Let’s try two big models and one small one. We’ll select the best model by looking at the best NLL. We’ll create a validation set on which to compute the NLL.
fit_nothing <- glm(GoodCredit ~ 1, family=binomial, data=train_set)
fit_few <- glm(GoodCredit ~ CreditAmount + Age, family=binomial, data=train_set)
fit_lots <- glm(GoodCredit~ CreditAmount + Age + Duration + Account + OtherDebtors + Job +OtherDebtors + CreditHistory + EmploymentSince + Purpose , family=binomial, data=train_set)
fit_lots_sq <- glm(GoodCredit~ CreditAmount + Age + I(Age^2) + Duration + I(Duration^2) + Account + OtherDebtors + OtherDebtors + CreditHistory + EmploymentSince + Purpose , family=binomial, data=train_set)
cv.glm(data=train_set, glmfit=fit_nothing, cost=cost_negloglikelihood)$delta[1]
## [1] 0.585267
cv.glm(data=train_set, glmfit=fit_few, cost=cost_negloglikelihood)$delta[1]
## [1] 0.5764255
cv.glm(data=train_set, glmfit=fit_lots, cost=cost_negloglikelihood)$delta[1]
## [1] 0.5467152
cv.glm(data=train_set, glmfit=fit_lots_sq, cost=cost_negloglikelihood)$delta[1]
## [1] 0.5438146
We see that the smallest NLL cost is obtained when using fit_lots_sq
. The benefit from the variables we selected seems small (as evident by the NLL per instance for fit_nothing
– but that’s probably because the people who obviously shouldn’t get a loan aren’t in the dataset).
Now, let’s compute the cost on the test set. We need to make a new cost function for that (though you could simply compute the cost directly as well.)
cost_classification_matrix <- function(r, pi) mean(5*(r==0)*(abs(r-pi)>0.5)+ 1*(r==1)*(abs(r-pi)>0.5))
cost_classification_matrix(train_set$GoodCredit, predict(fit_lots_sq, newdata=train_set, type="response"))
## [1] 0.814
cost_classification_matrix(test_set$GoodCredit, predict(fit_lots_sq, newdata=test_set, type="response"))
## [1] 1.186
cost_classification_matrix(train_set$GoodCredit, predict(fit_nothing, newdata=train_set, type="response"))
## [1] 1.35
cost_classification_matrix(test_set$GoodCredit, predict(fit_nothing, newdata=test_set, type="response"))
## [1] 1.65
We get a pretty decent win here. It makes sense to try to adjust the threshold, since it might very well make sense to predict “bad” even if the probability of bad credit is a bit lower than 50%, but that’s left as an exercise.
Our task here is to demonstrate overfitting.
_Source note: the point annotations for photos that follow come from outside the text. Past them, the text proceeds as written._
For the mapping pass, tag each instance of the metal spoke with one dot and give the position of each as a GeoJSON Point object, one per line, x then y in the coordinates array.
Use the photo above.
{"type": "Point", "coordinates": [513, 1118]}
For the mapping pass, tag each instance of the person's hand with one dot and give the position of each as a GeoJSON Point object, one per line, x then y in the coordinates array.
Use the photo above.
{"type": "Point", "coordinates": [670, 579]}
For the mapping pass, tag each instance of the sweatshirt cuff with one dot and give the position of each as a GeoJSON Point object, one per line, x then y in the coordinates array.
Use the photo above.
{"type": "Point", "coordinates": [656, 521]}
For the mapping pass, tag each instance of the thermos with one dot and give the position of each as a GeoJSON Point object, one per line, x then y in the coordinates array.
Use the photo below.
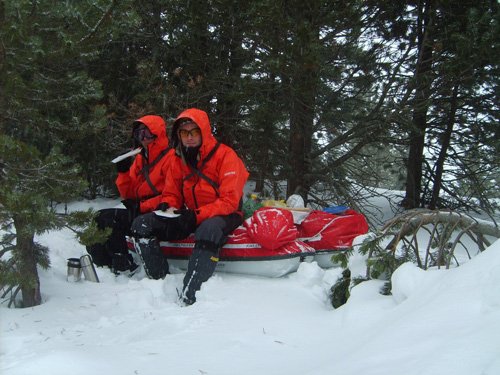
{"type": "Point", "coordinates": [88, 268]}
{"type": "Point", "coordinates": [74, 270]}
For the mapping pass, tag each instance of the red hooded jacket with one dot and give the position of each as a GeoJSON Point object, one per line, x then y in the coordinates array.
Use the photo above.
{"type": "Point", "coordinates": [224, 168]}
{"type": "Point", "coordinates": [133, 184]}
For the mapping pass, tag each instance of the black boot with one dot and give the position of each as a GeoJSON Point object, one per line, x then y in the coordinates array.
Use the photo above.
{"type": "Point", "coordinates": [123, 264]}
{"type": "Point", "coordinates": [155, 263]}
{"type": "Point", "coordinates": [201, 266]}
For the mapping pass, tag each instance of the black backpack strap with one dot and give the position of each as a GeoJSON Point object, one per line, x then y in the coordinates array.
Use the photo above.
{"type": "Point", "coordinates": [198, 172]}
{"type": "Point", "coordinates": [145, 171]}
The key is to make the training set small, and use as many variables as possible.
train_small <- train_set[100:140,]
fit_overfit <- glm(GoodCredit~ CreditAmount + Age + I(Age^2) + Duration + I(Duration^2) + Account , family=binomial, data=train_small)
cost_negloglikelihood(test_set$GoodCredit, predict(fit_overfit, newdata=test_set, type="response"))/dim(test_set)[1]
## [1] 1.350608
cost_negloglikelihood(train_small$GoodCredit, predict(fit_overfit, newdata=train_small, type="response"))/dim(train_small)[1]
## [1] 0.4580464
As we can see the average negative log-likelihood is much smaller on the small training set than on the test set.